After I wrote my question above, I remembered, I was planning on putting the tail gear doors on after I got things adjusted straight with the gear itself. That never happened. Duh! moment on my part... They probably would have helped counter the corkscrew effect against the tail fin since they are on the bottom of the fuse. Sometimes my hindsight is better than my foresight. Another thing I'm considering is setting up a flight mode trimmed for take-off and once I'm up in the air, flip the switch to regular trim.

One thing you say is "hold the rudder right", "then hold left"? Not sure I understand. I was trying to correct for the left turn then straighten the rudder and I found myself continually adjusting left, right, left, right. NOT fun...

I was already bringing the throttle up slow but maybe I need to be even slower. Gonna have to find a longer runway for that too... The runway I'm at is about 200ft. Maybe even more...

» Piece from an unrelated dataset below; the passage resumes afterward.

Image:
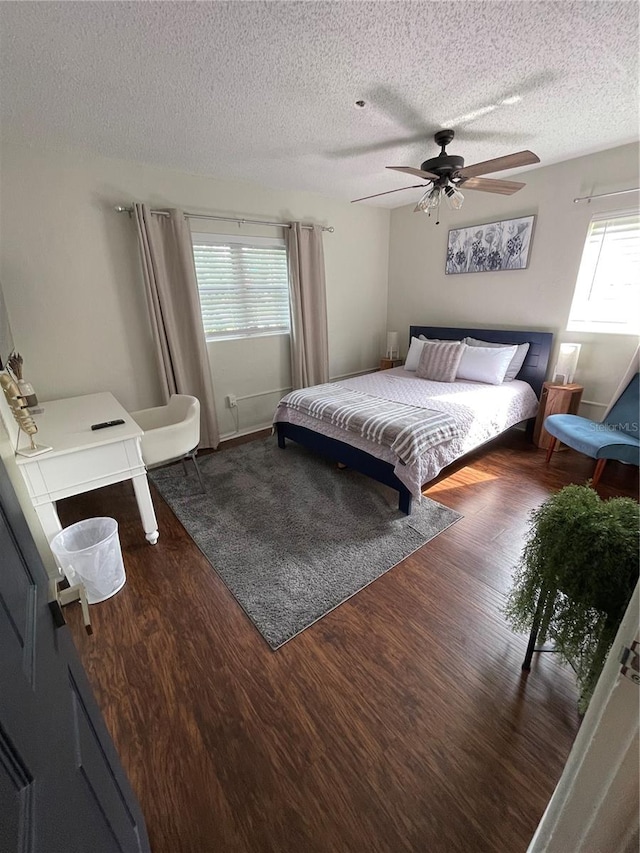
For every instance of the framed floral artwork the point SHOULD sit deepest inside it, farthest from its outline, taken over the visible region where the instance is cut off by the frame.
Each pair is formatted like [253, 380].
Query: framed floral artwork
[490, 248]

My main concern is the thought of adding right thrust and maybe even some down. OR Just keep it as is if I can find a better way to compensate for all that left turn tendency. I've noticed its most evil just as the tail lifts off. (rapid change in angle of attack at the prop during rotation) Its always been a handful on the runway. I just wasn't as lucky this time. I would rather it fly straight in the air and learn better how to get it off the ground. Any ideas that help me in that area are much appreciated.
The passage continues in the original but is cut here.